Dead coronavirus vaccines are probably possible to supply some limited immunity but it’s an ugly ugly mess that would be every bit as traumatic as the Spanish flu was, and in memory of many people who faced that flu as a child.

It would be speculatively interesting in the awful sense what the consequences of COVID-19 would be on a population in the era of Peak Smoking, with a tobacco industry actively promoting itself as a healthy activity and covering up any health consequences.
 
Last edited:
Yeah, we will never have a very good idea what the death toll was in Sub-Saharan Africa and India other than that it is far off the official numbers. We'll get somewhat better estimates with time, but it will be one of those things that academics get into blood feuds with each other.

& the ideology of the India governments is likely to lead to denial for some time ahead.
 
COVID-57 would be a nasty SOB. If gas masks filtered small enough then you might see heavy use of gas masks among medical personnel but as with COVID, plenty of medical personnel due off from high viral exposures.

Activated charcoal filters common in gas masks ere not very effective against viruses according to the Bio weapon training I had. Among other things the filters are only good for a day or two of continuous use.

Dead coronavirus vaccines are probably possible to supply some limited immunity but it’s an ugly ugly mess that would be every bit as traumatic as the Spanish flu was, and in memory of many people who faced that flu as a child.

Actually adults too. A 20 year old in 1919 would be only age 58 in 1957.
 
Most of the people who are super vulnerable to COVID (diabetes, heart disease, advanced age, etc) would already be dead of their preexisting conditions in the 50s, so I doubt it would be seen as such an issue.
 
Covid coming a decade after ww2? If there are restrictions it will be the same as every country had in ww2. The politicians in charge in mid 50s were high officials in their country in 1939-45 for the most part. I mean, if covid strikes before 1955 Curchill is PM in Britain.

There is also not that much tourism around the world.
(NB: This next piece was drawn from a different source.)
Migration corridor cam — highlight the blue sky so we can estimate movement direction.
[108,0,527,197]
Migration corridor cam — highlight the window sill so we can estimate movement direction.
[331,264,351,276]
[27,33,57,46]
First swedish charter to Mallorca was in 1955. In 1956 10,000 Swedes travled on charter trips compares to 2,1 million in 2007. There is less travel east to west becauce of the iron curtain. Air travel was in its infancy. So that makes the spread less than 2019-20.
 
Most of the people who are super vulnerable to COVID (diabetes, heart disease, advanced age, etc) would already be dead of their preexisting conditions in the 50s, so I doubt it would be seen as such an issue.
The 50s just changes the dynamics, todays super-unhealthy and vulnerable 75 year olds are that era’s frail 60-65 year olds and a lot of chronic conditions that are now quite manageable are crippling by the time many are in their 40s-50s.

Life expectancy up to age 60-65 is primarily based on reducing infant and child mortality up to age 5 plus hygienic practices and basic care for childbirth. Then it’s medical advances that push the expectancy higher for your average person.

For a place like the US, the positive of far less obesity would likely be offset by the truly insane cigarette consumption plus all the other chronic health conditions. The other factor would be far less to no ability to cut transmission via remote or individualized work and the situation is closer to grocery workers and those in meat packing plants for a far larger segment of the population.

My bet is that original-version COVID death rates would be a somewhat higher in younger populations mostly due to factory conditions and high viral loads. The death rates would be moved back about 10 years for each age group, so:

Under 20, still minimal
20-40, maybe .1-.25% depending on the type of work with some percentage getting debilitating long COVI
40-50, maybe 1-2%, 5% with one of the risk factors (a little worse than OTL’s 50-60)
50-60, 5% with high risk factors being closer to 10-15% (closer to 70+)
60-70, 10-15%, with high risk factors being closer to 20%+
70-80, 15-30% depending on conditions
80+, a doozy of a killer

It would absolutely ravage the Baby Boomer generation’s grandparents and sear itself into young minds.

I think it’d end up being ghastlier than the Spanish flu and not just based on raw numbers but percentages too.